I have a text A and a text B. I wish to find the percentage of words in text B (counting all occurrences) not present in the vocabulary (i.e., the list of all unique words) of text A.
E.g.,
A = "a cat and a cat and a mouse"
B = "a plump cat and some more cat and some more mice too"
B has 12 words. Plump, some, more, mice and too are not in A. Plumb is not in A and occurs once, some twice, more twice, mice once, too once. 7 out of 12 words in B are not in A. --> 58 % of B is not in A.
I think we can use Tensorflow's Tokenizer. We can probably also use something else, plain python or another tokenizer and other solutions are welcome.
With tf.Tokenizer I get the word_index
for the text A
a_tokenizer = Tokenizer()
a_tokenizer.fit_on_texts(textA) #Builds the word index
word_index=a_tokenizer.word_index
and the word_count
for text B
b_tokenizer = Tokenizer()
b_tokenizer.fit_on_texts(generated_text)
word_count=b_tokenizer.word_count
A bad way to achieve this is to go through words in B's word_count
and look-up in A
num_words_b=0
num_words_b_in_a=0
for word_b, count_b in tokenizer.word_count.items():
num_words_b = count_b
for word_a, index_a in tokenizer.word_index.items():
if word_b == word_a:
num_words_b_in_a = count_b
breaks
and then do 1-num_words_b_in_a/num_words_b
. Some more elegant look-up?
EDIT : in fact the above does not work at all, because it tokenizes into characters.

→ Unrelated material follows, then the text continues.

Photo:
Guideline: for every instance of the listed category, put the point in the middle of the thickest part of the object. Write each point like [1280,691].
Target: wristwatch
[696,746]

I want to tokenize into words.
CodePudding user response:
Maybe try something like this:
import tensorflow as tf
docs1 = ['Well done!',
'Good work',
'Great effort',
'nice work',
'Excellent!']
docs2 = ['Well!',
'work',
'work',
'effort',
'rabbit',
'nice']
a = tf.keras.preprocessing.text.Tokenizer()
a.fit_on_texts(docs1)
b = tf.keras.preprocessing.text.Tokenizer()
b.fit_on_texts(docs2)
word_index = a.word_index
word_counts = dict(b.word_counts)
diff = set(word_counts.keys()).intersection(set(word_index.keys()))
num_words_b = sum(list(word_counts.values()))
num_words_b_in_a = sum(list(map(word_counts.get, list(diff))))
percentage = 1 - num_words_b_in_a/ num_words_b
print(percentage)
0.16666666666666663